I shook my head. “But I know the bar where she worked. I went to school with the owner.”

He opens his laptop, and the picture I saw on the news pops up.

Local woman missing. Lolly Morris.

Harley and I both stare at it a moment. “Did you know there have been two other women in this area missing since Ainsley and Sam disappeared?” he asks.

I don’t like him using their names that way, as if he knew them, too. He didn’t.

I shake my head. That’s not possible. I would have heard about that.

He clicks on a couple icons on this desktop, and two other images pop up. He arranges their pictures on his screen. Beautiful girls, all of them young, dark hair, big eyes.

“Rachel Hawke was a dancer—a stripper—in Hollins. She left work one night, never turned up at home.”

Hollins is about an hour from here.

“Cheri Farmer, same profession, same situation. Left work, never made it home. This was in Hackettsburg.”

Also about an hour, but in the other direction from Little Valley.

Harley clicks on another icon and a map of Little Valley and surrounding towns dominates the screen. Five red dots for the missing, I guess—Ainsley, Sam, Cheri, Rachel, Lolly. There isn’t a dot for Steph. Or for me.

“Five young women missing in ten years in the same fifty-mile radius.”

“I don’t remember these news stories.” My throat is dry.

“Missing strippers without family aren’t usually big news stories, you know. No evidence of foul play. Just here one day and gone the next.”

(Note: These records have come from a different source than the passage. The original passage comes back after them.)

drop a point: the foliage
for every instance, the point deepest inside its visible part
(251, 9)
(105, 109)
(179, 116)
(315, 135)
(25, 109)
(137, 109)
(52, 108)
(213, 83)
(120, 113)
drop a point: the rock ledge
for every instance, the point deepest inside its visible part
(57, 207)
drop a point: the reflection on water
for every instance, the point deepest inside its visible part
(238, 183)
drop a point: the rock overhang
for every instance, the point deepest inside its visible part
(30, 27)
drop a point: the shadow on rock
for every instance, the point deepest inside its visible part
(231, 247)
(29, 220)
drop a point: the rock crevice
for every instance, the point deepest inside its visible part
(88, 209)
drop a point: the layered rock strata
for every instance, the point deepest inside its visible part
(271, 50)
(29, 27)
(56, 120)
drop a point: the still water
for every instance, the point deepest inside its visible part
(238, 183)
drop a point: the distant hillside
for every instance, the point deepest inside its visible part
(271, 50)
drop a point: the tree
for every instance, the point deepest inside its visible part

It seems a cliché but I suppose it’s true. Lolly Morris has a family looking for her. Maybe these girls didn’t. The hunt for Ainsley and Sam has continued for a decade. It dominated life in this town from that point forward. Until Mr. Wallace died of a heart attack. And finally, Mrs. Wallace, broken, grief-stricken, left town to care for her aging parents. But she comes back every year to hold a candlelight vigil for Ainsley and Sam. On Christmas Eve. Every year fewer people come. My dad and I will be there. Badger and Bekka, Chet. Miranda, Ernie, and Giselle. We never miss it.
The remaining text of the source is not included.